Chapters 4 to 6 are the real reason why I ordered this book: the
Universal Scalability Model (or Law?). Neil leads in a very consistent way, why scalability is not only limited by
contention, as
Amdahls law implies, but also by
coherency, which leads to a retrograde in scalability beyond p*.
Not only the Model itself is described, but - important for all Guerrilleros - an easy method to gain the parameters for σ and κ out of some measured data with excel is provided. Not mentioned in the book directly but easily to find is the
spreadsheet which contains exactly the method Neil provides.
I would like to have also other methods provided within the book to circumvent the problem with excels numerical precision, but Neil provided (and discussed it's difficulties) a glimpse of a implementation in
R somewhere else.
In chapter 7 the main focus is on virtualization across all scales, from in-CPU (Hyperthreading) up to Grids and P2P on the other end of the scale. Here it's more about queues, schedules and polling cycles. I had the feeling I should have read
Analyzing Computer System Performance with Perl::PDQ before. But I have not. (I will, after the 2nd ed. is published). Also there is not too much ammunition for my underground resistance. More a rough description of that area and some major snares.
Currently I cannot say much about chapters 8 to 11 as I'm in the middle of 8 at the moment. they will also be worth to write about them - in the future.
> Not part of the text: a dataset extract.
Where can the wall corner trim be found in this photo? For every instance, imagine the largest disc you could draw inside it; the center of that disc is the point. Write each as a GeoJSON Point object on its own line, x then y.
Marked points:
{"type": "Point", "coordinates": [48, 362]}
There is also some criticism
outside there which laments, USL does only provide limited practical use for the forecast, until a set of data is measured and σ and κ are derived from these. In comparison, Amdahls
s can be measured so much easier as the single threaded phase of a program. This criticism provides its own error inside:
If s can be measured, this mean the setup is well instrumented and known and the target hardware is chosen (otherwise, the measurement must be somehow translated to the target hardware) at least for a single process. But, with a well instrumented and know setup, also all code parts which will account to coherency can be spotted and therefore not only Amdahls
s leads to σ, but the coherency part leads to κ.
Unfortunately, even in a well instrumented Software like Oracle, nobody sorted all the wait events where they account to.